Intelecto Opuesto

Se vienen las alianzas

Con los cambios en materia político electoral en el país y las reformas aprobadas por los legisladores y que fueron iniciativa del Ejecutivo del país, los partidos políticos que le compiten al del poder mayoritario tendrán que volver a poner sus barbas a remojar para renovarse, aliarse o perderse en segundos y terceros puestos en elecciones venideras.

El tema siempre polémico de las alianzas entre partidos que son de distinta ideología no termina en las urnas. Al menos en estados como Hidalgo, Veracruz, Estado de México, donde nunca se ha dado un proceso de alternancia con un partido diferente al PRI, el camino a seguir por parte de la “oposición” es el de la unión de fuerzas.

Tras la última experiencia en la competencia por la gubernatura de 2010, hace ya 4 años, el PAN y PRD en Hidalgo aprendieron que la única forma de conseguir más de 400 mil votos es con una coalición. Jamás, en solitario, alcanzarían esa cifra de sufragios, aún si el tricolor postulara a un adolescente de 18 años.

No se trata de menospreciar el trabajo que han intentado hacer en Hidalgo los partidos de oposición al PRI, sin embargo, debe reconocerse que siguen siendo fuerzas políticas débiles ante una maquinaria electoral que cada proceso les tunde y castiga de feas formas, muy a pesar de aquel triunfo histórico en Pachuca de la década pasada, o de los multicitados resultados que en cada votación se dan en la capital y al zona metropolitana donde aseguran, dicen y perjuran que el PRI pierde fuerza con el paso del tiempo.

La realidad es que en las últimas elecciones el partido tricolor se ha llevado carros completos tanto a nivel local como a nivel federal y eso es lo que deben analizar las dirigencias de los partidos que dicen querer competirle al PRI.

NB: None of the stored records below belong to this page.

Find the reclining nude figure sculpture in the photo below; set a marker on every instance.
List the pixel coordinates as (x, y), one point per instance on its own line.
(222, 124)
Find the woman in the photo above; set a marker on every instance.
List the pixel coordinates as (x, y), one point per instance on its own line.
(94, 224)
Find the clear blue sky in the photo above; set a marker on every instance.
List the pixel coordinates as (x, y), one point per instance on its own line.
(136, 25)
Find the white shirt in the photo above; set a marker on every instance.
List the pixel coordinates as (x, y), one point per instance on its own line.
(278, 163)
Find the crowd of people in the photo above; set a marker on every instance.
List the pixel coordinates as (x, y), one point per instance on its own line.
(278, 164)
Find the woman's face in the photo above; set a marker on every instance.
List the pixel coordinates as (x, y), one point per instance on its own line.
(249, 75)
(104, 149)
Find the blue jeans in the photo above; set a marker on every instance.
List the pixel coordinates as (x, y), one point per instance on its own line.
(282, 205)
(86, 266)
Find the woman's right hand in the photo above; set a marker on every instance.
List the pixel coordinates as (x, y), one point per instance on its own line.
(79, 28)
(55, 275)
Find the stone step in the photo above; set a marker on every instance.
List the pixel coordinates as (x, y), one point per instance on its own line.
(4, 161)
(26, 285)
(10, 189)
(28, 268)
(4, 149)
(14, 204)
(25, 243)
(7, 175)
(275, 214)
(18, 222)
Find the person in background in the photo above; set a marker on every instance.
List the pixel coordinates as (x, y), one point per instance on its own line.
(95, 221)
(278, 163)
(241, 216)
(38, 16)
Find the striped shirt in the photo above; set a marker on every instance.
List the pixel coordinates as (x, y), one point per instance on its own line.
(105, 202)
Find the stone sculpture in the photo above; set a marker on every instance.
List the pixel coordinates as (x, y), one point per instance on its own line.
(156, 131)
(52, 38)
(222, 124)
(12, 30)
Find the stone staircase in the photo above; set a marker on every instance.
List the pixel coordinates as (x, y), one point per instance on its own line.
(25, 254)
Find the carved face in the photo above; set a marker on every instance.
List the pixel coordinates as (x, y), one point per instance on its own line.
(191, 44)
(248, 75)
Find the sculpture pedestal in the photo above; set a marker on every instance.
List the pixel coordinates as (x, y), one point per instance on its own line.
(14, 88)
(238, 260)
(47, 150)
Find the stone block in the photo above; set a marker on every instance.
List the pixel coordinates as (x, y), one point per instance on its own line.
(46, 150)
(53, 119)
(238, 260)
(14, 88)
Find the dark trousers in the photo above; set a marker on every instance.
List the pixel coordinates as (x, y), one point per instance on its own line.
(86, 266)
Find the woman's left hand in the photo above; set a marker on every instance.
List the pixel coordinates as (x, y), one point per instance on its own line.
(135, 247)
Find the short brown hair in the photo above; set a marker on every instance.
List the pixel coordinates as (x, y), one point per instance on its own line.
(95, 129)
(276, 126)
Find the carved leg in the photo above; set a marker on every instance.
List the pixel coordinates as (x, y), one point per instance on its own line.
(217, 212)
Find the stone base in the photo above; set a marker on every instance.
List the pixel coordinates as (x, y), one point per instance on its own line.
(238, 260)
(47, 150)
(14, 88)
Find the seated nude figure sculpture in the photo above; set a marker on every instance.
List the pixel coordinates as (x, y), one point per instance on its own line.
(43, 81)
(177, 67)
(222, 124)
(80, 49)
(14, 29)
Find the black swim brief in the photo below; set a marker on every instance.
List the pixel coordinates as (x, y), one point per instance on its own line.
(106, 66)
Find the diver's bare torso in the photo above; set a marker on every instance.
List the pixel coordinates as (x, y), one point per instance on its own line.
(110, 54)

Ayer, el PRD hidalguense habló por primera vez de la opción de poder buscar una alianza para 2015, que aunque fue tocado de forma escueta y tímida por su flaco dirigente Arturo Sánchez Jiménez, es un tema que ya se cabildea en cafés y reuniones de militantes del sol azteca, con sus pares panistas, petistas y de Movimiento Ciudadano.

Como es bien sabido, serán las dirigencias nacionales las que decidan e incidan en la determinación de ir juntos en una gran coalición rumbo a la siguiente gubernatura en Hidalgo o bien, experimentar en 2015 con la votación para diputados federales.

Sea cual sea el escenario, los partidos opositores se saben en desventaja a un año de llegar a las urnas para las curules federales, más si se piensa en 2016, fecha de la sucesión del Poder Ejecutivo estatal.

No hay muchos nombres, son pocos los candidatos que pueden pelearle al PRI en Hidalgo y aunque parecen lejos dos años, el tiempo ya les está comiendo el mandado al PAN y PRD para buscar una alianza, un gallo o gallina, o de plano negociar los mejores espacios posibles ante lo que podría ser una nueva derrota ante el tricolor, y seguida, en 2015 y 2016.